More teamwork needed to push fintech, panel says
Regulators, policy-makers identified as keys
Regulators and policy- makers say they need to work closely together if Canada is to push for innovation at fastdeveloping financial technology companies while ensuring consumers and the financial system are protected.
At a panel discussion convened by the federal Competition Bureau on Tuesday, representatives from the federal Department of Finance, the Ontario Securities Commission, the Financial Consumer Agency of Canada, Fintrac, and Payments Canada, said fintech crosses all their paths.
Yet those intersections serve to illustrate the wideranging nature of fintechs, which include startups doing simple money transfers to lenders and advisers handling large pools of capital. As a result, new firms that offer products and services that used to be the exclusive domain of banks can straddle regulators, come under the partial purview of one, or fall through the cracks entirely.
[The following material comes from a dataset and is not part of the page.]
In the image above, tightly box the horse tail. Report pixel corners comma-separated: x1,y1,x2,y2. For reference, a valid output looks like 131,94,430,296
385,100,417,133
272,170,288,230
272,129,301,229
Even a question from an audience member about PacNet, a payment processing company with operations in Vancouver that was accused last year by the U. S. Treasury Department of laundering cash, prompted a brief discussion among the panellists about where the firm fell in Canada’s regulatory landscape.
Some fintechs, those classified as money services businesses, come under the purview of the Financial Transactions and Reports Analysis Centre of Canada, said Gérard Cossette, director of FINTRAC. But many other firms that use technology and data to offer traditional banking services such as lending and investment advisory do not.
FINTRAC’s job is to root out money laundering and terrorism financing, but Cossette said rapidly evolving technology combined with fewer bricks and mortar locations is making it harder to track where money trails begin and end. He said the agency is also worried about the proliferation of prepaid credit and debit cards, thousands of which were seized, in one case, with a person at an airport en route to Romania.
“We have to be in much closer ( contact with other agencies) than we have in the past,” Cossette told the audience at the Shaw Centre in Ottawa and those listening via webcast.
The panel discussion, moderated by Carolyn Wilkins, senior deputy governor of the Bank of Canada, was convened to assist the federal Competition Bureau, which is expected to publish its conclusions this spring on whether there is a need for a regulatory overhaul to manage the fintech sector.
Against that backdrop, Canada’s payments sector is undertaking its own modernization project to keep pace with technological development and consumer preferences to do more traditional banking services online and through smartphones and other mobile devices.
There are other changes underway as well, including a review of the legislative and regulatory framework of the financial services sector by the Department of Finance.
A policy paper laying out the next steps of that review is expected sometime this year.
Postmedia Network Inc., owner of the Financial Post, has a marketing and revenue sharing agreement with a fintech lender, Vancouver- based Mogo Financial Technology Inc.